Andeavor to up its combined capacity to 96 % this Q1

Independent refiner Andeavor announced that it plans to run its 10 U.S. refineries up to 96 % of their combined capacity of 1.1 million barrels per day (bpd) in the first quarter of 2018.

The company also said during a conference call with Wall Street analysts that its refineries ran at 97 % of their combined crude oil throughput capacity in the fourth quarter of 2017. For all of 2017, the refineries operated at 95 % of combined throughput.

Andeavor Chairman and Chief Executive Officer Gregory Goff said the company has a heavy overhaul schedule for 2018.

“We are in the final stages of completing a turnaround at Los Angeles that we started some time ago, and we are doing a turnaround at Martinez,” Goff said. “So we have a very heavy turn around year but everything is going well.”

Andeavor is integrating refineries into a single plant in Carson and Wilmington, California, adjacent industrial suburbs of Los Angeles.

The 269,200 bpd Carson refinery and the 94,900 bpd Wilmington refinery adjoin each other.

Andeavor Chief Financial Officer Steven Sterin said the heavy schedule for refinery maintenance would continue into 2019, in part to prepare for a change in marine fuel formulation to lower sulfur content from 3.5 % to 0.5 %.

“We are managing our turnarounds to have very, very little turnarounds in 2020,” Sterin said. “So our ‘18 and ‘19 plans include preparation for being able to supply the needs of the market in 2020 for the diesel fuel that we expect to produce.”
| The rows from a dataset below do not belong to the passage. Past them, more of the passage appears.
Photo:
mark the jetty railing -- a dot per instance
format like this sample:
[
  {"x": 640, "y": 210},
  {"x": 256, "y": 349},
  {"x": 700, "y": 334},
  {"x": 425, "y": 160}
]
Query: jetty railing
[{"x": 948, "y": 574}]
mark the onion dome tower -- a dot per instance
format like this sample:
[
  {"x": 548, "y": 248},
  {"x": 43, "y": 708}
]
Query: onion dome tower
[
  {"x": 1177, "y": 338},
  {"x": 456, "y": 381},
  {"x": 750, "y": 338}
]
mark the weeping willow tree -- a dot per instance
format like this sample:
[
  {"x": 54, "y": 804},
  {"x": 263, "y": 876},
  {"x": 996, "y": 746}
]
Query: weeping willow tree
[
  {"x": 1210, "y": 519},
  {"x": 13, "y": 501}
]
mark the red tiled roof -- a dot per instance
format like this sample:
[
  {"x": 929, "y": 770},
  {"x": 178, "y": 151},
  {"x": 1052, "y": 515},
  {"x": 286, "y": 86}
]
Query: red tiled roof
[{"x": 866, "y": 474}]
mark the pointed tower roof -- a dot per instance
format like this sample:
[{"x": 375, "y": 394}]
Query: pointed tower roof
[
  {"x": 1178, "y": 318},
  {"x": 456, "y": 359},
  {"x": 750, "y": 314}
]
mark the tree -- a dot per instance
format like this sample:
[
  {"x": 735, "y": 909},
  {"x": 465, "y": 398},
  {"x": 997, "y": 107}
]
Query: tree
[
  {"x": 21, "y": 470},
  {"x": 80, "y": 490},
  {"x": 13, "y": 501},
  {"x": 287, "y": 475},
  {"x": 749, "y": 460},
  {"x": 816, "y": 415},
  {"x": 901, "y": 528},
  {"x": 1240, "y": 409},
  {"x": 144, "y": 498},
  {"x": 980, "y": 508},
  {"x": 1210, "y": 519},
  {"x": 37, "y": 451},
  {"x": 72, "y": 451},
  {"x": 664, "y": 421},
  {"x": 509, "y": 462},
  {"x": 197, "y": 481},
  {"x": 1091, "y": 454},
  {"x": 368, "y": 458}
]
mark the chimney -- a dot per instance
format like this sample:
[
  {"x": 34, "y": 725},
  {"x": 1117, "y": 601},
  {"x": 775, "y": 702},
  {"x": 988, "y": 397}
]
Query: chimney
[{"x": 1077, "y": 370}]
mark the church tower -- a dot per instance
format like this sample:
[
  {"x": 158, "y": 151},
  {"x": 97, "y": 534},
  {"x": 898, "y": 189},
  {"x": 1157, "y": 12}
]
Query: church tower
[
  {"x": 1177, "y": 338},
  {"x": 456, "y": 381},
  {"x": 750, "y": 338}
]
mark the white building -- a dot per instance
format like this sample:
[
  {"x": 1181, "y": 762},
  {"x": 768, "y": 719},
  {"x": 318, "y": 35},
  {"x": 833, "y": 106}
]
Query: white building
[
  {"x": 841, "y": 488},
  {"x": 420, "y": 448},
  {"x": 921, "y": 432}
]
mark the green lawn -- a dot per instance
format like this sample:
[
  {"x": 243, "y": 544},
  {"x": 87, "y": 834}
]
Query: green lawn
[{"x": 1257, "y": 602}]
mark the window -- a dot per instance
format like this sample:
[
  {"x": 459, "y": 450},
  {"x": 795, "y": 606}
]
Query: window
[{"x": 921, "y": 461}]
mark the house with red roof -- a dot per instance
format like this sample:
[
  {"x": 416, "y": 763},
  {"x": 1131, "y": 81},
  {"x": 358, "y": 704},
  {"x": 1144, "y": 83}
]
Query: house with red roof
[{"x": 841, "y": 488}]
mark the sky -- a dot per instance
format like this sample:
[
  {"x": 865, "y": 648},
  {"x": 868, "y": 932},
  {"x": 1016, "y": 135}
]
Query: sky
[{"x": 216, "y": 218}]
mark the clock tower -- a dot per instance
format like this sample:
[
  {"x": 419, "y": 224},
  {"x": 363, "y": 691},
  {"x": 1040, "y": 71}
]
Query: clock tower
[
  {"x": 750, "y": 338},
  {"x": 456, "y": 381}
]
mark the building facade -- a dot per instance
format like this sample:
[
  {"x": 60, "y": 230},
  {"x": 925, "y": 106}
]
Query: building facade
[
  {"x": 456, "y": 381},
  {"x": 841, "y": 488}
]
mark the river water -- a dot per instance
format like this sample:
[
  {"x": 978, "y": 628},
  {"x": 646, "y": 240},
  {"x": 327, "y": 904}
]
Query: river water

Goff said Andeavor sees no alternative to its stymied proposal to build a rail-to-marine crude oil terminal that would transfer 11 million barrels of oil a month from trains to tankers at the Port of Vancouver, Washington. Governor Jay Inslee, a Democrat, on Jan. 31 approved a state board’s recommendation denying Andeavor a permit to build the Vancouver Energy Center.

“We continue to scour all ideas and all that but we don’t have any immediate plans to do anything differently,” Goff said. “The Vancouver Energy project was very attractive primarily because it allows you to take crude produced in the United States with a lower carbon intensity of other crudes that are run by the industry on the West Coast and run those crudes and basically improve the environmental footprint of the fuels that we supply on the West Coast,” he said.

In December, Washington Energy Facility Site Evaluation Council unanimously recommended denying Andeavor and partner Savage Cos a permit to build the US$210 million center, citing risk of injury to workers and damage to the environment if the center went into operation.

Andeavor took a US$40 million asset impairment charge in the fourth quarter related to the project.